What is a Codec (e.g. DivX?), and how does it differ from a File Format (e.g. MPG)?

I'm so confused... what is the difference between an audio/video codec (which apparently is a shorthand for "encoder/decoder", kind of like how "modem" is really "modulator/demodulator") and an audio/video format?
(Am I even using the correct terminology?)

i.e.: What is the difference between saying something is "MPEG-4" and saying something uses the "DivX" codec? Why does Windows Media Player sometimes run .mpg files, and sometimes not?

Also, which of the following are codecs, which ones are file formats, and which ones are neither?

  • Quicktime MOV
  • MPEG (1, 2, 3, 4)
  • WMV
  • FFmpeg
  • AVC
  • Xvid
  • DivX (how is it different from its palindrome, Xvid?)
  • H.264

Solution 1:

Some main definitions:

  • A codec (e.g., H.264, HEVC, VP9) is only responsible for the video or audio part, and one or more codecs can be merged into a container.
  • A container (e.g., MP4, MKV) is responsible for keeping them together and this is also what you usually open up in your media player of choice.
  • A particular encoder (e.g., x264, libvpx) is responsible for turning an input stream into a codec-compliant bitstream. There are often multiple encoders for one particular codec.

As you can see, we'll have to explain a few things here.

What is a codec?

A codec is short for encoder/decoder, which basically just means the following: Data generated by an encoder can always be decoded by an appropriate decoder. This happens to be valid for video, audio, but you could also think about cryptography (an encoder needs an appropriate decoder to display an encrypted message).

Nowadays, when a video codec is specified, the institutions that take part in it usually only specify the syntax of the standard. For example, they will say: "The bitstream format has to be like this", "The 0x810429AAB here will be translated into that", etc. Often they supply a reference encoder and decoder, but how an encoder is then written to match such a format completely is up to manufacturers.

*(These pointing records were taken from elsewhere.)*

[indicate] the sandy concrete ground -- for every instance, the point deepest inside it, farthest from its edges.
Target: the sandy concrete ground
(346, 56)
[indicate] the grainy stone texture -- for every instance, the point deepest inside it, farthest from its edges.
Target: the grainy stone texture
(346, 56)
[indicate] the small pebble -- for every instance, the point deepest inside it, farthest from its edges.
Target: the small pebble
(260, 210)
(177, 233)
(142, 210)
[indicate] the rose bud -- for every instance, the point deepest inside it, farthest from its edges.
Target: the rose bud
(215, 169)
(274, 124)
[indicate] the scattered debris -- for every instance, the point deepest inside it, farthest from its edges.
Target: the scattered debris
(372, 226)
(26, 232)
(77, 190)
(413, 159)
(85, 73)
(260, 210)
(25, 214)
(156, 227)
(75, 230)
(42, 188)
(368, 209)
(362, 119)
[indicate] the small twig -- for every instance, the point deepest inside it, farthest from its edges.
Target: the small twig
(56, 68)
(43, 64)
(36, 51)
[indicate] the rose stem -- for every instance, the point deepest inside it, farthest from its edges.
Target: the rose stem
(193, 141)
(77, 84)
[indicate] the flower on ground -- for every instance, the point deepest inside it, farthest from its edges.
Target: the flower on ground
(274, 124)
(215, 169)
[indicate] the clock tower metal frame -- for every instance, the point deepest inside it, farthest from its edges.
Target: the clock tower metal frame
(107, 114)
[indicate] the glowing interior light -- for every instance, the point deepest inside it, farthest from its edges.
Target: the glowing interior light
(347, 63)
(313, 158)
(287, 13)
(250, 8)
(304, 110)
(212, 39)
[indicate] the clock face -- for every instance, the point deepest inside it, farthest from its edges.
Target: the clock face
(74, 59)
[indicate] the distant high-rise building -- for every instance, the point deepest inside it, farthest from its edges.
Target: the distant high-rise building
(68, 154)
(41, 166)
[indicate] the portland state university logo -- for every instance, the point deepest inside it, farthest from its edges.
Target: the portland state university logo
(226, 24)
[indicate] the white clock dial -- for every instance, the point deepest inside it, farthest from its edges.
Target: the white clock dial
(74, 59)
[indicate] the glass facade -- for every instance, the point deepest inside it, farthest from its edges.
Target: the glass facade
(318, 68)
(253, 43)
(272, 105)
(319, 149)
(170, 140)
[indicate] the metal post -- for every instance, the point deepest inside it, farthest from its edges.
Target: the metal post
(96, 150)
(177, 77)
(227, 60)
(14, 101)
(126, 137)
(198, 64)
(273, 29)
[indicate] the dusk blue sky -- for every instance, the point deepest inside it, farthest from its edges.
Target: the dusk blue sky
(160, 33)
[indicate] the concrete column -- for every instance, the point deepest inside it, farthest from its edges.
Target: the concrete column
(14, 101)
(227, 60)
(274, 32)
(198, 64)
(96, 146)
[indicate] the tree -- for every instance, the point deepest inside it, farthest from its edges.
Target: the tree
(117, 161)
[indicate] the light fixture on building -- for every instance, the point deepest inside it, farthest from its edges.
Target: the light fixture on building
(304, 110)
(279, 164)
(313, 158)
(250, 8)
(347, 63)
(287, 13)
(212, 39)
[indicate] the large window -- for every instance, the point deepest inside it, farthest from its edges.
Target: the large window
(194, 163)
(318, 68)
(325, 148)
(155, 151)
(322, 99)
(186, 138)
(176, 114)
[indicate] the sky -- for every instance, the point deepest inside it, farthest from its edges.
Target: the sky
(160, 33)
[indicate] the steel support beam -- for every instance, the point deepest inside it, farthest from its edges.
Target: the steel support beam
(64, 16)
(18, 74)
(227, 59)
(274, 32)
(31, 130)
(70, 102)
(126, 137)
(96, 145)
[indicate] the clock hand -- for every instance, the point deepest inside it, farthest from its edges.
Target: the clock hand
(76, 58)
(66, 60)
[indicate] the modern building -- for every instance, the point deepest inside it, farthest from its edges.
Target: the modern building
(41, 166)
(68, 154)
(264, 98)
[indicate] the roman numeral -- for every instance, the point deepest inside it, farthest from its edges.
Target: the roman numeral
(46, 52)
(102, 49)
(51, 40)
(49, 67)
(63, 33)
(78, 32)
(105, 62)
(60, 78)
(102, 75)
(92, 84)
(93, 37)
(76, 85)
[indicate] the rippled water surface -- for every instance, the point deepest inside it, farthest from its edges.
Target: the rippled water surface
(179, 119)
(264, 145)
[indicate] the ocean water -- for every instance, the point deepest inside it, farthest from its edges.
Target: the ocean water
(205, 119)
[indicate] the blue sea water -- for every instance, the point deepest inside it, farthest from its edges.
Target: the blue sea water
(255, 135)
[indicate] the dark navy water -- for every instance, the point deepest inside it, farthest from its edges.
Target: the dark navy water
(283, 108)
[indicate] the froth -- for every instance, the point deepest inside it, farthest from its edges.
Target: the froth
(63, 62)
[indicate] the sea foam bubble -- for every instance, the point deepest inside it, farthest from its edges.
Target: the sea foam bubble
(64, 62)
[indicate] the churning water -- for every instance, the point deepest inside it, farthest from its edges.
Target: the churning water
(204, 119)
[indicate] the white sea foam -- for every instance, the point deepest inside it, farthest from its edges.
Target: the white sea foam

This is the reason why you will find so many encoders for the very same codec, and some of them even commercial.

A case example – H.264

Before we mix up terminology, let's take an example. Consider the case for H.264. The standard's name is H.264 – that's not the name of the actual encoder. Mainconcept is a very good commercial encoder, whereas x264 is a free and open source one. Both claim to deliver good quality, of course.

The mere fact that you can optimize encoding makes for a competition here. Both encoders will deliver a standardized bitstream that can always be decoded by a H.264-compliant decoder.

To summarize

So, all in all, let's just say that an encoder will:

  • take video frames
  • produce a valid bitstream

The bitstream is then multiplexed into a container.

The decoder will:

  • take that valid bitstream
  • reconstruct the video frames from it

They both conform to a codec standard. That's all!


Current Codecs

These days, you will probably only find videos encoded with the codecs I will mention below. Interestingly, almost all of them were created by the Motion Picture Experts Group (MPEG). But there are some other, royalty-free codecs as well, e.g. those created by Google or the Alliance for Open Media, which are competitors to the MPEG standards.

Note that "MPEG" can refer to both codecs and containers, as you will see below. This adds to the confusion, but just know that "MPEG" alone doesn't mean anything, e.g. "I have a file in MPEG format" is very ambiguous".

MPEG-2

MPEG-2 is quite old. Its first public release is from 1996. MPEG-2 video is mostly used for DVDs and TV broadcasting, e.g. DVB-T or satellite, and legacy applications where compatibility is important. MPEG-2 videos are mostly found in an .MPG container.

MPEG-4 Part 2

This is probably the one that was used mostly to encode videos for the web in the mid-2000s, but it has been superseded in the meantime. It offers good quality at practical file sizes, which meant that you could burn a whole movie of 90 minutes length onto a 600 MB CD (whereas with MPEG-2 you would have needed a DVD, see my answer here). It doesn't work so well for HD or 4K content anymore.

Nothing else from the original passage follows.